Congress and the President should use expansionary fiscal policy such as increasing government spending and reducing taxes to stimulate the economy. If successful, this could lead to a higher Real GDP and lower unemployment rate in the future, though it may also result in a higher inflation rate.

Step-by-step explanation:

The table provided shows that the current Real GDP equals the Potential GDP and the forecast is for Real GDP to increase but still fall short of Potential GDP next year. In light of this information, the fiscal policy that should be used in the current year is an expansionary fiscal policy to stimulate the economy and help the Real GDP reach or exceed the Potential GDP.

With an expansionary fiscal policy, government purchases should be increased which will directly boost aggregate demand and, hence, Real GDP. On the other hand, taxes should be lowered to increase consumers' disposable income and consequently their spending, which also helps stimulate economic activity.
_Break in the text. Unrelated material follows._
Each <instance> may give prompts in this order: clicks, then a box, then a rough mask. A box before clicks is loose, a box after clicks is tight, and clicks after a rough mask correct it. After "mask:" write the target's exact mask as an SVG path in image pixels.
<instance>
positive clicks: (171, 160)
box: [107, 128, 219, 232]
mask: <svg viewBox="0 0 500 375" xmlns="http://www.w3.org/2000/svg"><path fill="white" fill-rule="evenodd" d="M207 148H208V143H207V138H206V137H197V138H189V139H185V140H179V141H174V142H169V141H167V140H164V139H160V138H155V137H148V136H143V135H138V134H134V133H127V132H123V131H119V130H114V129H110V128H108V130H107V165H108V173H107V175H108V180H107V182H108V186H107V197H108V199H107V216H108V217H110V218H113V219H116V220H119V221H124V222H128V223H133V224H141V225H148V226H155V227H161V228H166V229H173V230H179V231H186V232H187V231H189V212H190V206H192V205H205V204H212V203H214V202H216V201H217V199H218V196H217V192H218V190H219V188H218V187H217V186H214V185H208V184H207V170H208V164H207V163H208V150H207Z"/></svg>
If successful in achieving Real GDP at the potential level, the impact on the future year would be as follows:

  • A. Real GDP: It is likely to be higher due to the increased capacity and improved economic conditions.
  • B. Potential GDP: It will continue to grow as long as factors like technology and labor force continue to improve.
  • C. The inflation rate: It may be higher due to increased demand and spending.
  • D. The unemployment rate: It will likely be lower due to higher production needs and economic activity.